One Nation leader Senator Pauline Hanson, who has been driving family law reform since her election in 2016, said the government’s new measures to secure unpaid child support risked ‘robo-debt’ style raids on wages, more parental conflict and an increase in domestic and family violence.
“I’ve faced this system and all of its horrors,” Senator Hanson said. “I know what it’s like being a single mum with no child support, and I know that ‘robo-debt’ style raids on parents’ wages will only push more parents to the brink. We could very well see more conflict, more unrest, more domestic violence and more suicides as a result of these punitive measures.
“Even if successful, the government’s tough measures will not even recover 10% of the child support debt pool,” Senator Hanson. “The government is tinkering around the edges of the broken child support system instead of implementing practical reforms to fix it and make it fair.”
Senator Hanson said she had secured a commitment from the Morrison Government to establish a taskforce to examine her recommendations to make the child support system fairer.
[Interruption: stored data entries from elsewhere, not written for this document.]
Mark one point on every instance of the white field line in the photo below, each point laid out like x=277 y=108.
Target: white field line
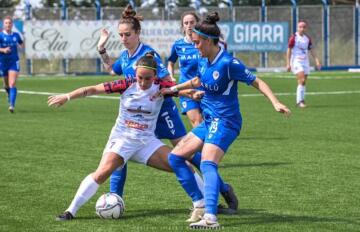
x=273 y=76
x=241 y=95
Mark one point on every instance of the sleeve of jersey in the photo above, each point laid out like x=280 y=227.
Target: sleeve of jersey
x=118 y=86
x=173 y=55
x=161 y=69
x=20 y=39
x=168 y=84
x=291 y=43
x=310 y=44
x=116 y=67
x=238 y=71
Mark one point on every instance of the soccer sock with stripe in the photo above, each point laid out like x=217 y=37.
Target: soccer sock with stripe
x=12 y=96
x=196 y=161
x=209 y=170
x=87 y=189
x=117 y=180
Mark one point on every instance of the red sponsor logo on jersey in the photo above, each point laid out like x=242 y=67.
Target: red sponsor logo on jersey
x=136 y=125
The recommendations included:
• assessing net rather than gross incomes;
• ensuring payments did not leave parents with an income below $27,000 a year;
• assessing salaries on a 38 hour week;
• basing child support on the number of children at the time of separation and not on additional children to other partners;
• assessing residential costs individually;
• including Family Tax Benefit in assessing incomes;
• not including Workcover, TPI or superannuation payouts in assessable income; and
• having child support payments paid to a separate child support account, with the payee held to account for expenditure by Services Australia.
“One Nation’s recommendations to Parliament’s family law inquiry have already helped our family law courts run more efficiently with less trauma for the families involved,” she said.
“Instead of chasing down a fraction of Australia’s child support debt and only make things worse, the Morrison Government should be prioritising meaningful reform to our broken child support system and implementing practical solutions that will make the system fairer and obviate the need for intrusive measures to recover payments.
“This move by the government is a disaster in the making. The government needs to listen to parents who’ve been through this system, not punish them.”